Thursday, December 9, 2010

Google's Dremel

Greg pointed out this interesting G paper "Dremel: Interactive Analysis of Web-Scale Datasets" (PDF)"

"By combining multi-level execution trees and columnar data layout, it is capable of running aggregation queries over trillion-row tables in seconds. The system scales to thousands of CPUs and petabytes of data, and has thousands of users at Google. In this paper, we describe the architecture and implementation of Dremel, and explain how it complements MapReduce-based computing."

The key idea is very simple, but the implementation is complex: "our goal is to store all values of a given field consecutively to improve retrieval efficiency". This is the so called columnar vs. record-oriented storage.

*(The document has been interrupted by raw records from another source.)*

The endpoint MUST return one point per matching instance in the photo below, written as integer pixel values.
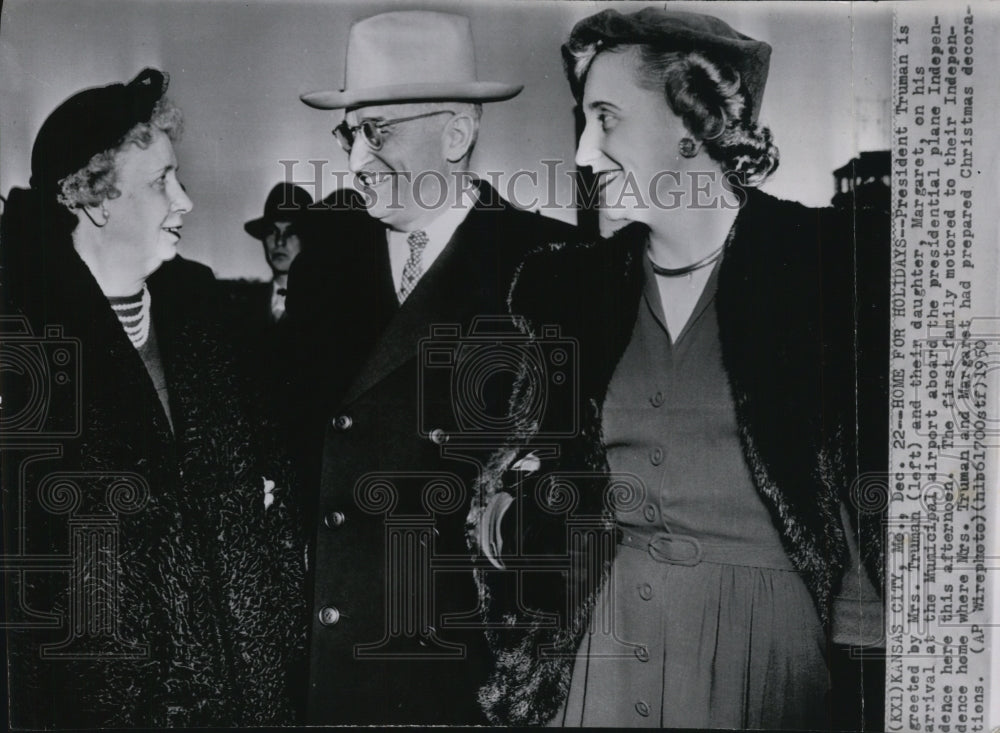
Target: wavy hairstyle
(95, 182)
(707, 95)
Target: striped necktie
(414, 263)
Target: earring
(688, 147)
(98, 224)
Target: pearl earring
(688, 147)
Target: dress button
(328, 615)
(333, 520)
(342, 422)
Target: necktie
(414, 263)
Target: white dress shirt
(439, 232)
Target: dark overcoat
(803, 321)
(148, 584)
(395, 635)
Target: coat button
(342, 422)
(328, 615)
(333, 520)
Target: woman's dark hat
(679, 31)
(90, 122)
(286, 202)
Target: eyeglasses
(372, 130)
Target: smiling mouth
(604, 179)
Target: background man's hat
(410, 56)
(286, 202)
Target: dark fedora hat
(286, 202)
(90, 122)
(675, 30)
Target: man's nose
(360, 155)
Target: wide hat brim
(473, 91)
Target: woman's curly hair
(95, 182)
(708, 96)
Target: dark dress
(704, 622)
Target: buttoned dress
(704, 621)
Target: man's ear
(459, 134)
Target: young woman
(717, 445)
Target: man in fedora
(394, 635)
(281, 232)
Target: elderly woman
(189, 612)
(699, 513)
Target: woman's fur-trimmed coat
(802, 309)
(208, 608)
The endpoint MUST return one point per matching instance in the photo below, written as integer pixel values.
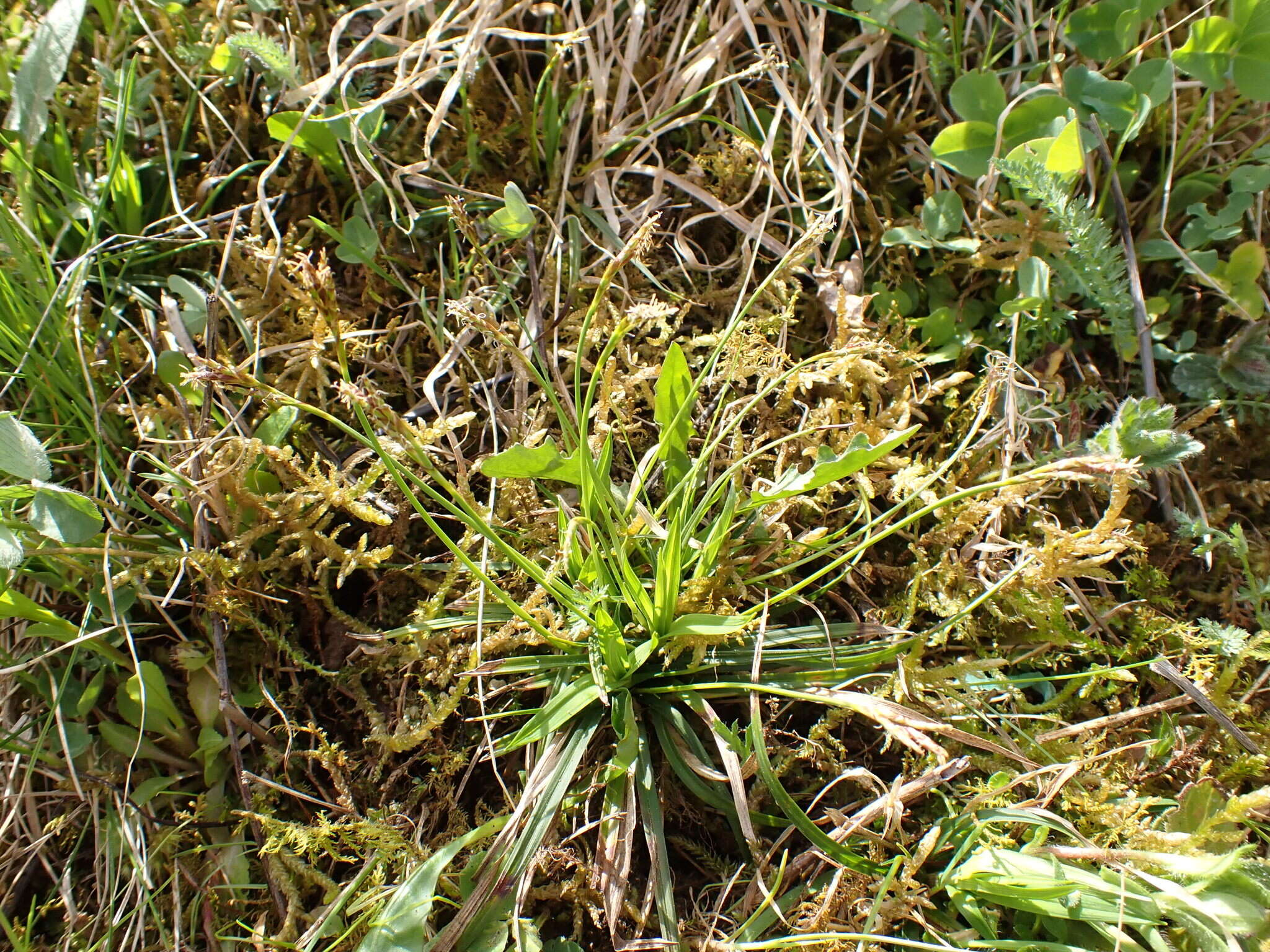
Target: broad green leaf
(1143, 430)
(1251, 68)
(1101, 31)
(1034, 118)
(673, 416)
(314, 139)
(544, 462)
(1152, 79)
(966, 148)
(1034, 149)
(273, 430)
(14, 604)
(978, 97)
(64, 514)
(1207, 52)
(941, 215)
(515, 220)
(1034, 278)
(20, 452)
(1066, 156)
(830, 467)
(193, 315)
(128, 743)
(145, 701)
(1246, 263)
(42, 68)
(357, 242)
(11, 549)
(907, 235)
(1112, 100)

Then, SQL relational operations are implemented by using the following intuition: "Think of a nested record as a labeled tree, where each label corresponds to a field name. The selection operator prunes away the branches of the tree that do not satisfy the specified conditions." .. "Dremel uses a multi-level serving tree to execute queries (see Figure 7). A root server receives incoming queries, reads metadata from the tables, and routes the queries to
the next level in the serving tree."

Dremel scans quadrillions of records per month.

1 comment:

  1. Note how much time is spent in parsing the objects... any ideas to speed it up? :)